Wednesday, 12 July 2006
Grand Terrace (Monona Terrace Community and Convention Center)
Takuya Tajiri, Meteorological Research Institute, Tsukuba, Japan; and M. Murakami, N. Orikasa, A. Saito, and K. Kusunoki
Handout
(698.6 kB)
A new cloud simulation chamber was built in 2005 at Meteorological Research Institute (MRI), Japan Meteorological Agency. Both temperature of the chamber wall and pressure inside the chamber are automatically controlled so as to simulate an adiabatic expansion (ascent) under a wide range of atmospheric conditions (30 to -100 C, 1000 to 30 hPa, 0 to 30 m/s), which leads to cooling of an air parcel and formation of cloud droplets and ice crystals in it. The MRI chamber is equipped with several optical and electrical sensors measuring size distributions, shapes and sphericity of aerosol and cloud particles from 0.3 µm to 5 mm in size.

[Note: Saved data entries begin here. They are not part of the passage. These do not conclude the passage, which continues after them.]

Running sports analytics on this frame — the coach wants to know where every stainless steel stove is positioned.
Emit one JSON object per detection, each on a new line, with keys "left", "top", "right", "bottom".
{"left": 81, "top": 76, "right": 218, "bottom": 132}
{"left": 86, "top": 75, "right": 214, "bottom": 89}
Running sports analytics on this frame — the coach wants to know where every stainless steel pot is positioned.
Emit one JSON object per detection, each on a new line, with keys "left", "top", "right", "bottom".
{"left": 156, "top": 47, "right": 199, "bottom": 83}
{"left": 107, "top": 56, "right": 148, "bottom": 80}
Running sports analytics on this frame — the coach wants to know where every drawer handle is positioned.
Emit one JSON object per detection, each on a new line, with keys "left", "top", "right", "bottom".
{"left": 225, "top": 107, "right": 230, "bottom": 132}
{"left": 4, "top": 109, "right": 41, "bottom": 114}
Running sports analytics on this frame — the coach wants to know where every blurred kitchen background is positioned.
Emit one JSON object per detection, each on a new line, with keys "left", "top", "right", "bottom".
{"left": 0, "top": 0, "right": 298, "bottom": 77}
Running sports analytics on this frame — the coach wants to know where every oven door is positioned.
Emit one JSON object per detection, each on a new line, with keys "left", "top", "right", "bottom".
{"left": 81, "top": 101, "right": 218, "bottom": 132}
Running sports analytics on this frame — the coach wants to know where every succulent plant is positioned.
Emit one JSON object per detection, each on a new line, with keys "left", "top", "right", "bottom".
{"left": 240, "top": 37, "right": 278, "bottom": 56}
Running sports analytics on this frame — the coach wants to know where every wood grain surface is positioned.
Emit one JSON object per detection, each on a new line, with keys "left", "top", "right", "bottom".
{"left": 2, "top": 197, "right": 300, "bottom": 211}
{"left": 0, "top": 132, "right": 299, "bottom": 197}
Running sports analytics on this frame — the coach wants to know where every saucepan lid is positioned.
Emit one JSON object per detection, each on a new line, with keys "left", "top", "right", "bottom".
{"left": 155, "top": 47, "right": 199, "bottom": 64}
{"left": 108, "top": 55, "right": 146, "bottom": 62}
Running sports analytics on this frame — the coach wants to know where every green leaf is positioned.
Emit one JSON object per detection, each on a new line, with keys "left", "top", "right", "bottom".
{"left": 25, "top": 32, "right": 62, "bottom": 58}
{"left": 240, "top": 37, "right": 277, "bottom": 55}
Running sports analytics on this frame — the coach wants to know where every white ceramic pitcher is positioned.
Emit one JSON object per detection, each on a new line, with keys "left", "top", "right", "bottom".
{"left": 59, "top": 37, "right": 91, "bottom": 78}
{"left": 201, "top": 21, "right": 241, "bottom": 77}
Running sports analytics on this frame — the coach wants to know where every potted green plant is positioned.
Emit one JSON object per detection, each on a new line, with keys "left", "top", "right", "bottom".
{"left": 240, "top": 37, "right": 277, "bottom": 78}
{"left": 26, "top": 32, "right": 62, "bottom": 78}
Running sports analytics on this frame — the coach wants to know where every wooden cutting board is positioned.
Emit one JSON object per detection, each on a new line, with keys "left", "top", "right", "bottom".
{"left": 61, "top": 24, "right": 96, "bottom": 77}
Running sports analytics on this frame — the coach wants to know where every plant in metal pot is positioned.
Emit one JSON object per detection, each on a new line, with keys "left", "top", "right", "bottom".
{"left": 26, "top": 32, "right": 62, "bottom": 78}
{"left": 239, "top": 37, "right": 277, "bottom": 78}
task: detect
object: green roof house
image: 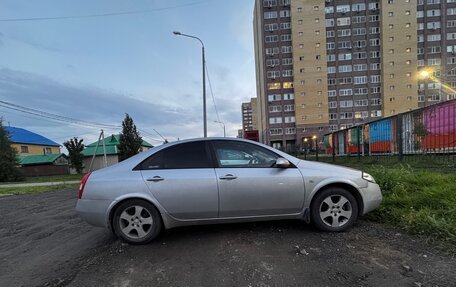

Ice nucleation is one of the most important processes in cloud physics, especially for upper-level clouds and mid-latitude precipitating clouds. But it is not sufficiently understood how ice crystals form in clouds. The MRI chamber was started up for studies of ice formation and has been utilized in an attempt to identify ice nucleation modes and to quantify ice crystal concentrations activated under various tropospheric cloud conditions.
This paper describes an overview of basic features and instrumentation of MRI chamber and preliminary results in a first set of experiments. Data analysis revealed that the concentrations of ice particles were approximtely 20 L-1 in -25 C and very high, exceeding 1000 L-1 below -35 C. These findings will be compared with in situ observations.